Infine, come valuta il trapasso generazionale tra le fila dei figuranti della Giostra. Un tempo c’erano i “vecchi”, mi passi il termine, mangiapreti che tuttavia avevano il rispetto delle istituzioni e dei luoghi che frequentavano. Oggi queste figure hanno lasciato il posto alle nuove leve alle quali è affidato il gravoso compito di portare avanti le tradizioni. Come valuta questo processo?
In passato la Giostra ha vissuto momenti durante i quali veniva considerata una manifestazione di secondo ordine, poco partecipata dalla città e riservata alle classi più “chiassose”, capitanate da pittoreschi personaggi sempre pronti ad un confronto non solo verbale con l’avversario. In quel contesto anche i parroci si mantengono defilati e non risultano coinvolti con la manifestazione. Poi c’è stato il tentativo di rilanciare la Giostra che ha cominciato a crescere, imponendosi regole e comportamenti. Contemporaneamente anche la chiesa ha rivalutato l’evento e mi sento promotore delle iniziative che hanno favorito l’ingresso delle compagini in Duomo, in primo luogo, poi anche alla Pieve e in altre chiese.

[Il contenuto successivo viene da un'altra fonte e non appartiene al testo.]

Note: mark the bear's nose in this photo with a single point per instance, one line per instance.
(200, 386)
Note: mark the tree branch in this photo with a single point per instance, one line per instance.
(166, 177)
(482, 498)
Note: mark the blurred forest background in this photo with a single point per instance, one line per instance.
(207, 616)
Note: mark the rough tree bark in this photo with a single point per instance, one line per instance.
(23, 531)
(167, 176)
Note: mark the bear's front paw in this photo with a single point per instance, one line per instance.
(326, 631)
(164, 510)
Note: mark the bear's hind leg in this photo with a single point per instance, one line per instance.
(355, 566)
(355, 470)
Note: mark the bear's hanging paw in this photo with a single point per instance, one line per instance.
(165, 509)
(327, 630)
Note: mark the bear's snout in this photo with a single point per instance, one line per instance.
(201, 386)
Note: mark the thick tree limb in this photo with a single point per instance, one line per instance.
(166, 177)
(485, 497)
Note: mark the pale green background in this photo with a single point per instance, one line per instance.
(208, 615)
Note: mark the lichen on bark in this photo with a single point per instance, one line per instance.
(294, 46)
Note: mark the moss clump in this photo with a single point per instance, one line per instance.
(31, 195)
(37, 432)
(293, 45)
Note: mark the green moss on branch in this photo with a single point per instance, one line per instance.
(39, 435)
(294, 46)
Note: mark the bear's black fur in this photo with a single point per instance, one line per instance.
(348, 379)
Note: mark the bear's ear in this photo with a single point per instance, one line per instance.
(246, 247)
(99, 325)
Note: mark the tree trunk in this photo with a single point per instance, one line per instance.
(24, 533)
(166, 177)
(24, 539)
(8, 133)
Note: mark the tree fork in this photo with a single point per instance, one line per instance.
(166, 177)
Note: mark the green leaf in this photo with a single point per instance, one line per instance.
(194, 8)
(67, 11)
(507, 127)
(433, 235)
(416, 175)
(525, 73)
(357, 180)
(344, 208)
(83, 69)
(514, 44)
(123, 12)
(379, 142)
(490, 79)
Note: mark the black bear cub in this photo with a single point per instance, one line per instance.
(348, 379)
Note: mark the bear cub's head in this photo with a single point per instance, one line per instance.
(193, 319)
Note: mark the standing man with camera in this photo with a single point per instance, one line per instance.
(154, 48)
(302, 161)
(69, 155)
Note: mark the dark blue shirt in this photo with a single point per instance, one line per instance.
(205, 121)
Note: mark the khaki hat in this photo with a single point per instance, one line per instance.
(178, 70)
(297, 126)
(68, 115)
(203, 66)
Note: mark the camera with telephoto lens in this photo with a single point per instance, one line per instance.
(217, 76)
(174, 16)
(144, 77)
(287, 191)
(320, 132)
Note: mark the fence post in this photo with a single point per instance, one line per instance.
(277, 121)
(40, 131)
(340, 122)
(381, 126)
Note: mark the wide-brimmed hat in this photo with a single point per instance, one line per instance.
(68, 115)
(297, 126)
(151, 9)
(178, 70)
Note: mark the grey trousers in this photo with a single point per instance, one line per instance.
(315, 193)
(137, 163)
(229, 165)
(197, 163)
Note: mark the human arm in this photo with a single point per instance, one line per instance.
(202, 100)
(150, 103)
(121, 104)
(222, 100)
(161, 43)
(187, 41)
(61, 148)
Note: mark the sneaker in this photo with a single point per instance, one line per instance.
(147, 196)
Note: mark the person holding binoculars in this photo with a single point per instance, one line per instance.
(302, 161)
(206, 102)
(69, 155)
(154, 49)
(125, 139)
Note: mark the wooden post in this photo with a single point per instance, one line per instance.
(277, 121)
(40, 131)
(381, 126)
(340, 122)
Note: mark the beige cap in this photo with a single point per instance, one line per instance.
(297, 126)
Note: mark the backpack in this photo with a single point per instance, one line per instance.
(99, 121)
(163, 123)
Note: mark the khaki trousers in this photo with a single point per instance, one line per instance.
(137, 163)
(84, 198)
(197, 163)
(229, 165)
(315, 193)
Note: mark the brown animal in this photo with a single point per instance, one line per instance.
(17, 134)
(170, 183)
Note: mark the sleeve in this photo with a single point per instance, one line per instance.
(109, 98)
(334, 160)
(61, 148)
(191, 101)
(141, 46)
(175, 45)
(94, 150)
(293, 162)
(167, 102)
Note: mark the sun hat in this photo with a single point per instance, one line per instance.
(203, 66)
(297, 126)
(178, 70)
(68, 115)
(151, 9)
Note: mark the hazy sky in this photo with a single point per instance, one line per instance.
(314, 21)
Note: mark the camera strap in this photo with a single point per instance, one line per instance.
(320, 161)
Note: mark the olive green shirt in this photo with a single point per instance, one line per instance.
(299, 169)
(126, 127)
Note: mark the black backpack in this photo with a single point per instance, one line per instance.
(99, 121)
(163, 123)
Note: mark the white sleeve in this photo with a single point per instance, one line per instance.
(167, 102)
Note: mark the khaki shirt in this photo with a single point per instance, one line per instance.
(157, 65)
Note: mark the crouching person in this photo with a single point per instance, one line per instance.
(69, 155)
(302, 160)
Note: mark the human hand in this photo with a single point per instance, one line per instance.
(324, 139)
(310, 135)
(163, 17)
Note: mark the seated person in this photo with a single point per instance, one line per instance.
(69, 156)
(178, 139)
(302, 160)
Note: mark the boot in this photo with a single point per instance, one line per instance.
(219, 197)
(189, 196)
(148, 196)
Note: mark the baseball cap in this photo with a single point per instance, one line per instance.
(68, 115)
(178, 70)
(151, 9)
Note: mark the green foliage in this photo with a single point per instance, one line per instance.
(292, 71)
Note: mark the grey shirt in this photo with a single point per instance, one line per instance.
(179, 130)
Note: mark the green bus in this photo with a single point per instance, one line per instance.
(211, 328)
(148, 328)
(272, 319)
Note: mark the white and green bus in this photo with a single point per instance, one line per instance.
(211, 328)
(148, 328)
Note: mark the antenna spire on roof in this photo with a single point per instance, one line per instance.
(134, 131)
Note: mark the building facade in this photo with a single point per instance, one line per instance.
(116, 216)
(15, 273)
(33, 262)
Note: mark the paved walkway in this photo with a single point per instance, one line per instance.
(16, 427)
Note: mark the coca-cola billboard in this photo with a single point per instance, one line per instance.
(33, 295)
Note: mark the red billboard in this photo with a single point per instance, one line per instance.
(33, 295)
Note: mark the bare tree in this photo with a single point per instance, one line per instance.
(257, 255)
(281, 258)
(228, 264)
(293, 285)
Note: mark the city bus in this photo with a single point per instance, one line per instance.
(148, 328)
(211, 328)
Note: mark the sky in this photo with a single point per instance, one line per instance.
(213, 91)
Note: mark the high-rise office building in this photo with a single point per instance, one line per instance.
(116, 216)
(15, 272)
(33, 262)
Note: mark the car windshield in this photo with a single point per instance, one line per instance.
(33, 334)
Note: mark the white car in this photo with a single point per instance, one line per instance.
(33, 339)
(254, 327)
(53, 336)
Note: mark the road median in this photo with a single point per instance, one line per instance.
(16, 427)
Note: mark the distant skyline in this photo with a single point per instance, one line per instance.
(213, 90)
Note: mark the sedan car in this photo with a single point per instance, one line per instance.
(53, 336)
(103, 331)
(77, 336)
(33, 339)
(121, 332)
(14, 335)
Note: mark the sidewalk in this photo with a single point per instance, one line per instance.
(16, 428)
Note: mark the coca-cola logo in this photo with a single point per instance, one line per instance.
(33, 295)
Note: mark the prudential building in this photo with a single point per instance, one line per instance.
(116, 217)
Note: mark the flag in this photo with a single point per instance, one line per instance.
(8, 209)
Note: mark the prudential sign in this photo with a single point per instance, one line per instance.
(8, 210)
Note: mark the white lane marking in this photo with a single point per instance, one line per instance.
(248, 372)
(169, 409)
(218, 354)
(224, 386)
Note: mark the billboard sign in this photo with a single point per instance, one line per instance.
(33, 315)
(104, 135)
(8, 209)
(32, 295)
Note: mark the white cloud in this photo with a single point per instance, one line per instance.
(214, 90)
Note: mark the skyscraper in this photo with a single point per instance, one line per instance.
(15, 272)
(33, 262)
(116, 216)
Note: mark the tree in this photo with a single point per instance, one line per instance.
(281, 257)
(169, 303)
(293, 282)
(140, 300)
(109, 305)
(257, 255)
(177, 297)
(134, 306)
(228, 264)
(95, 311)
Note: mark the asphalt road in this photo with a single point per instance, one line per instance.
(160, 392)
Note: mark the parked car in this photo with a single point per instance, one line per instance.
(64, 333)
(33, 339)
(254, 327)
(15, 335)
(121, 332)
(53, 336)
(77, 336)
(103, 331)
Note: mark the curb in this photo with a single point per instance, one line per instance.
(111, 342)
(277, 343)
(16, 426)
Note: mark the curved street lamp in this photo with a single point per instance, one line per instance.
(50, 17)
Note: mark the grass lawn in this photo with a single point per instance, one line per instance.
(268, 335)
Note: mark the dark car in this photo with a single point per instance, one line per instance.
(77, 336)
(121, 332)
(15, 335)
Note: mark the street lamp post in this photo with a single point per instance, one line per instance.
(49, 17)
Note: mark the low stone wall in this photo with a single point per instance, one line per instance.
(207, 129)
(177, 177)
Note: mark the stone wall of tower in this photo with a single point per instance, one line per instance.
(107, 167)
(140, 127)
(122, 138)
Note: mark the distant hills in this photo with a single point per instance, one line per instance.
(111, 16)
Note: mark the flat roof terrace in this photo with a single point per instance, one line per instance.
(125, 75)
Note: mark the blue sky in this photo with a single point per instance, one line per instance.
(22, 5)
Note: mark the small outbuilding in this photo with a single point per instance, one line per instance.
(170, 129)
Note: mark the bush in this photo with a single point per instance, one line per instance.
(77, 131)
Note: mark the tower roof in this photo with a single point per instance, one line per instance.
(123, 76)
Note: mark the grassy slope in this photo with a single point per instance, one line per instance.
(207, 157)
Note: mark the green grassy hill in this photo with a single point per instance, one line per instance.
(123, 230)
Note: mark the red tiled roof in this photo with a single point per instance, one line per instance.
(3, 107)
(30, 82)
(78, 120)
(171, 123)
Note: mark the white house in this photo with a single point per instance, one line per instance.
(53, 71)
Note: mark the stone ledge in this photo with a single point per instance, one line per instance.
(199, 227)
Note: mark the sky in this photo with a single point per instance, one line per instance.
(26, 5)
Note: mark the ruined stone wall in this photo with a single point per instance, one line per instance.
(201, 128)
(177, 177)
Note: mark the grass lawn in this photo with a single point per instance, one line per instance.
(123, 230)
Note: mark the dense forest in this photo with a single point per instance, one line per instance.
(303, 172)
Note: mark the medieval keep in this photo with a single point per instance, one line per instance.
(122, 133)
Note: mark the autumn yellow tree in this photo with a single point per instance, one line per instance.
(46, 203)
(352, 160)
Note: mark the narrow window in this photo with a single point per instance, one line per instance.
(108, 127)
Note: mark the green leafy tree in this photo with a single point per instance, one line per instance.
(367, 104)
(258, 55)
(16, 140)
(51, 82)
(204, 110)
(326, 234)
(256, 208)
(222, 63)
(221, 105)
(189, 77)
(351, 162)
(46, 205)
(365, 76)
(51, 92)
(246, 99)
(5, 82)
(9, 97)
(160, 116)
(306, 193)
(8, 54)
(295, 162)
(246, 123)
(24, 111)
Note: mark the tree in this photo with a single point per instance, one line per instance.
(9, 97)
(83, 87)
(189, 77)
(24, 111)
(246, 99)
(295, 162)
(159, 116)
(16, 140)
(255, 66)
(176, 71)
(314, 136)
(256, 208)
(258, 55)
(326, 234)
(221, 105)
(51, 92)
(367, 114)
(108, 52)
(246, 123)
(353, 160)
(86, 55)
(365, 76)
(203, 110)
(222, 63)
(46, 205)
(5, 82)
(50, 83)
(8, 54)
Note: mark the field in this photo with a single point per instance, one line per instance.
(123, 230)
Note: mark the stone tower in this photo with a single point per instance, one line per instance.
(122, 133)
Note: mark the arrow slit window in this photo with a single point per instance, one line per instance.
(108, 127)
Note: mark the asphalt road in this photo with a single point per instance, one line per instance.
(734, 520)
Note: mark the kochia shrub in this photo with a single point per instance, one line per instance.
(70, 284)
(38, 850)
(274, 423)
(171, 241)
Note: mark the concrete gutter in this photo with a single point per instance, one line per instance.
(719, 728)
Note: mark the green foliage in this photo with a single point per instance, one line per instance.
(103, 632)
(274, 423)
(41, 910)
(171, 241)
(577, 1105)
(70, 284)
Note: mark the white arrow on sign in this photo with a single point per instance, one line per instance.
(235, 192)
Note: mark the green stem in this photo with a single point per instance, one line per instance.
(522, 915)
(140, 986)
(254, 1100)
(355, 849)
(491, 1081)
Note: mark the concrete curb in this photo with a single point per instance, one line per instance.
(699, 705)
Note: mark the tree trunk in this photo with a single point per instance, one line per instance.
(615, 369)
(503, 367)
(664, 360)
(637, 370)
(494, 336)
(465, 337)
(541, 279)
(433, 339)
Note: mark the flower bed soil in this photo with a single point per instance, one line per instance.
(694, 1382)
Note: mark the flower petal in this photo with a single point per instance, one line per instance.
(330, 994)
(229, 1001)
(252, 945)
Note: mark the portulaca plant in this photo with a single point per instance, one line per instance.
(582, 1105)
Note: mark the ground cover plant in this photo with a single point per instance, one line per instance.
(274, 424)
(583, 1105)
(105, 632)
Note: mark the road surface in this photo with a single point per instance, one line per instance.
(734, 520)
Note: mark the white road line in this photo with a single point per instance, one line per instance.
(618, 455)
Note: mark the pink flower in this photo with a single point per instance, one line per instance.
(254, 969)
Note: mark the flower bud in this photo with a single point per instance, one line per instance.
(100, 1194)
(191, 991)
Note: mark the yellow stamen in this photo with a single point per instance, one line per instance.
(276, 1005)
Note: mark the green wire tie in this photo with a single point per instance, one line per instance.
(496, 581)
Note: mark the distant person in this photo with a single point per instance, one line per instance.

Iniziative che, come dicevamo, si sono moltiplicate fino a scandire praticamente tutti gli appuntamenti del calendario Giostresco. Voglio anche ricordare il vostro appuntamento in Pieve per gli auguri di Natale alla città, quando vi esibite in chiesa e sul Presbiterio: quale contesto migliore di quello offerto dagli splendidi interni dove si incontrano il romanico ed il gotico, con le sue altezze che accolgono i lanci delle bandiere in uno spettacolo veramente emozionante. Sarà che mi sento un po’ “parroco di campagna” ma sono contento nel vedere tutta la gente entrare in chiesa per condividere i momenti salienti della Giostra, vengono tutti, anche quelli meno avvezzi a frequentare le funzioni religiose e anche questo contribuisce a rendermi felice, le porte restano aperte per tutti. La vita sociale e quella religiosa si incontrano riconoscendone la reciproca importanza. Infine, quello che posso dire è che oggi, più di prima, si dialoga con il mondo della giostra e quindi le nuove leve hanno favorito questo passaggio in chiesa, ricreando la “sacralità” dei momenti importanti della rievocazione storica.
Mi rendo conto di aver preso anche troppo tempo a Don Alvaro, ma la conversazione si è rivelata veramente interessante e divertente per gli aneddoti raccontati. Ci salutiamo infine molto cordialmente, con la promessa di rivederci presto per una visita in cattedrale con una guida d’eccezione: Il Parroco della Giostra.